Subi as escadas. Ainda olhei para trás e o vi pela última vez dando cabo energicamente das bolachas no chão molhado diante de si. Fui-me. Mas, mesmo feliz por lhe ter talvez aliviado um pouco a fome, eu me sentia meio que envergonhado em meu íntimo... Eu podia ter ido comprar mais comida para ele, um salgadinho talvez, um sanduíche, um bife, um prato completo, o que fosse... Eu podia trazê-lo para a minha casa, dar-lhe um banho quente e um lugar aconchegante para dormir... Eu podia abraçá-lo, beijá-lo e fazê-lo sentir que agora ele teria alguém que cuidaria dele e que nunca mais lhe deixaria faltar nada, que nunca mais ele passaria nenhuma necessidade... Mas não! Não fiz nada disso! Mesmo que financeiramente não me fizesse nenhuma diferença acolhê-lo, e, pior, mesmo que meu coração até me dissesse para o fazer, acabei optando por não abrir mão da minha tão confortável rotina. Afinal, moramos em apartamento e já temos uma cadela... Como aparecer com outro assim? É... Sou mesmo egoísta demais para isso... Se ele estivesse a ponto de morrer de fome, eu talvez o tenha salvo com aquelas bolachas, mas por quanto tempo? É... Ele lá ficou e eu segui escada acima... Covarde e omissivamente deixei-o para trás...

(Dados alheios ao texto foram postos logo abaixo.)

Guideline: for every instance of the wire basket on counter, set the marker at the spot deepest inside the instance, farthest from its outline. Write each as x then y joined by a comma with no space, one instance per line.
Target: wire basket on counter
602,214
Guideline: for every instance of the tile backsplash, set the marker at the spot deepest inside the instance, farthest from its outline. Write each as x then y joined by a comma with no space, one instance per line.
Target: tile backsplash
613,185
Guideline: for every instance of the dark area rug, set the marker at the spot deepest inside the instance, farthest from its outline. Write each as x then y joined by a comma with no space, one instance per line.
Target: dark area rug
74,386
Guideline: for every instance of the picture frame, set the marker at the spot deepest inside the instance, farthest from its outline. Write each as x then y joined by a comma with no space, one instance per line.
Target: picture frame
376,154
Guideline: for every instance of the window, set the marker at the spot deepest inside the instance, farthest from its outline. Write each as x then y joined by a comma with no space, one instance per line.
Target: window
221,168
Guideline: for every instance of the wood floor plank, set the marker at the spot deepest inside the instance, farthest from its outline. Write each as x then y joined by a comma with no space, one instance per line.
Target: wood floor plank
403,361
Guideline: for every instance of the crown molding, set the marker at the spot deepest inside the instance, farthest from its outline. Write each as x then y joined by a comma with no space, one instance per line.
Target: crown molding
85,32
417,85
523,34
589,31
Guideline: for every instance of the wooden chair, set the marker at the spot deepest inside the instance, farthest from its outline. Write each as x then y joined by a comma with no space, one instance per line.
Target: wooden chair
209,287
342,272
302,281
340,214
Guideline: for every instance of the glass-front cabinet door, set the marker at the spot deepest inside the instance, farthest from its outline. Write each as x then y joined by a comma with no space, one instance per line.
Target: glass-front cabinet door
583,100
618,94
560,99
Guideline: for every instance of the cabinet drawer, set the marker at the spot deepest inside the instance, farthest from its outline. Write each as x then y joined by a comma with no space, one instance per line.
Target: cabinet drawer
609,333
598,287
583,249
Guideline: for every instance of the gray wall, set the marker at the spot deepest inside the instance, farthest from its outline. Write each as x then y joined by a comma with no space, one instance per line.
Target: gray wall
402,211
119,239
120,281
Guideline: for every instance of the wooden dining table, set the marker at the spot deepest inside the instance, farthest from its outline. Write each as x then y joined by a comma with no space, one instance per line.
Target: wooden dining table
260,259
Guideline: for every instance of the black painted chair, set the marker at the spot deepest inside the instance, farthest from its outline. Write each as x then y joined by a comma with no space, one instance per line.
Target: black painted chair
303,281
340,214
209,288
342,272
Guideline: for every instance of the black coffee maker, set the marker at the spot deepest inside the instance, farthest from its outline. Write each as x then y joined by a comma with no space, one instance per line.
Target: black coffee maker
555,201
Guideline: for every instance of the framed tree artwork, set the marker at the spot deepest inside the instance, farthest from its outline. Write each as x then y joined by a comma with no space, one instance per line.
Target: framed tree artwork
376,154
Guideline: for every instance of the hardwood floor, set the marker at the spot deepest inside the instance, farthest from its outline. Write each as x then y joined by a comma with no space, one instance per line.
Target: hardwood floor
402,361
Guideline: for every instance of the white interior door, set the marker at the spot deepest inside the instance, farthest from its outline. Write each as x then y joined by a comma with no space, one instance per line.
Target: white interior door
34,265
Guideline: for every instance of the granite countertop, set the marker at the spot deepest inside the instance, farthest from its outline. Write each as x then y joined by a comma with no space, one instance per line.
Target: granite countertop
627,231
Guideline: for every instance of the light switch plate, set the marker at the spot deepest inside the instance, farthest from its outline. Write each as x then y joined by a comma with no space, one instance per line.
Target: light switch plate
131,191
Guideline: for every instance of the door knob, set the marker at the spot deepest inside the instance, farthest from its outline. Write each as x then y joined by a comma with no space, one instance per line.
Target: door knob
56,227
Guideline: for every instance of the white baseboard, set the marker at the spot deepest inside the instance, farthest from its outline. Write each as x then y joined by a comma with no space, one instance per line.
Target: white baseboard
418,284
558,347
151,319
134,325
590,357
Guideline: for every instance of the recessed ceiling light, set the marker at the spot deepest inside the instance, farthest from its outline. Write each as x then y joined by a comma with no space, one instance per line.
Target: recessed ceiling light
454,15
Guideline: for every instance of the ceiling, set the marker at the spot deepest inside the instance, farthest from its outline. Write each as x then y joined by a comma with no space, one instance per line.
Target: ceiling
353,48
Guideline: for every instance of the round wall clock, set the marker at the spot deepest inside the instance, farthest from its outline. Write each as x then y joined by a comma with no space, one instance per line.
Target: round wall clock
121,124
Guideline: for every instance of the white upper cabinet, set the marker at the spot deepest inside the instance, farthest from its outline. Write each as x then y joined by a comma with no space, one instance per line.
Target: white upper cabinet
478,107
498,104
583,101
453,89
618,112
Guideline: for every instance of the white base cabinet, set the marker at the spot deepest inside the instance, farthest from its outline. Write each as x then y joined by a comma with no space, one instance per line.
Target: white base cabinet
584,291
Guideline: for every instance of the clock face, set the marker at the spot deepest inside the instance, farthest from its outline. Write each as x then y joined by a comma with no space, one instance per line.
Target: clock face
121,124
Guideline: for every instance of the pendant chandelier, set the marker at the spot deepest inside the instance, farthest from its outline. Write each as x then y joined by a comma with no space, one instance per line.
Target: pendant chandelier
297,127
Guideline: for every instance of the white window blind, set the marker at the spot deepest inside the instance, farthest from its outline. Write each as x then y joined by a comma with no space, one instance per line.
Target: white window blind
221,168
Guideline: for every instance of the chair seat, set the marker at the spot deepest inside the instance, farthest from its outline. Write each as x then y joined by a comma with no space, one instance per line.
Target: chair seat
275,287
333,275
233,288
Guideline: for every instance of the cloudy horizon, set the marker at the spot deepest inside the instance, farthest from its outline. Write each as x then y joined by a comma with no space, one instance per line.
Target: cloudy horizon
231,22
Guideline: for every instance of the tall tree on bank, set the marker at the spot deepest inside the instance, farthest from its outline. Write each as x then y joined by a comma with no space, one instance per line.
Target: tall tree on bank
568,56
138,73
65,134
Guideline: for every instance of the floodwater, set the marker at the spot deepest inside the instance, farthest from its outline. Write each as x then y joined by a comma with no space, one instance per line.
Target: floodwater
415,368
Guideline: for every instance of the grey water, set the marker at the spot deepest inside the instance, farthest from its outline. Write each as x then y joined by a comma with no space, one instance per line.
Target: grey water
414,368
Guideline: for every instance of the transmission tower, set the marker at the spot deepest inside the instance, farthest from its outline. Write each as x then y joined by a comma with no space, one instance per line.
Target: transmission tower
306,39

Foi um dia tão amargo para mim... Um amargor que nem todas as bolachas de chocolate do mundo tirariam da minha boca... Será que voltarei e vê-lo? E, se voltar, farei enfim o que o meu próprio coração me ordena? Provavelmente não... Querem saber? Odeio-me! Desprezo-me! Abomino-me! Envergonho-me de meu comodismo, de minha hipocrisia, de minha omissão!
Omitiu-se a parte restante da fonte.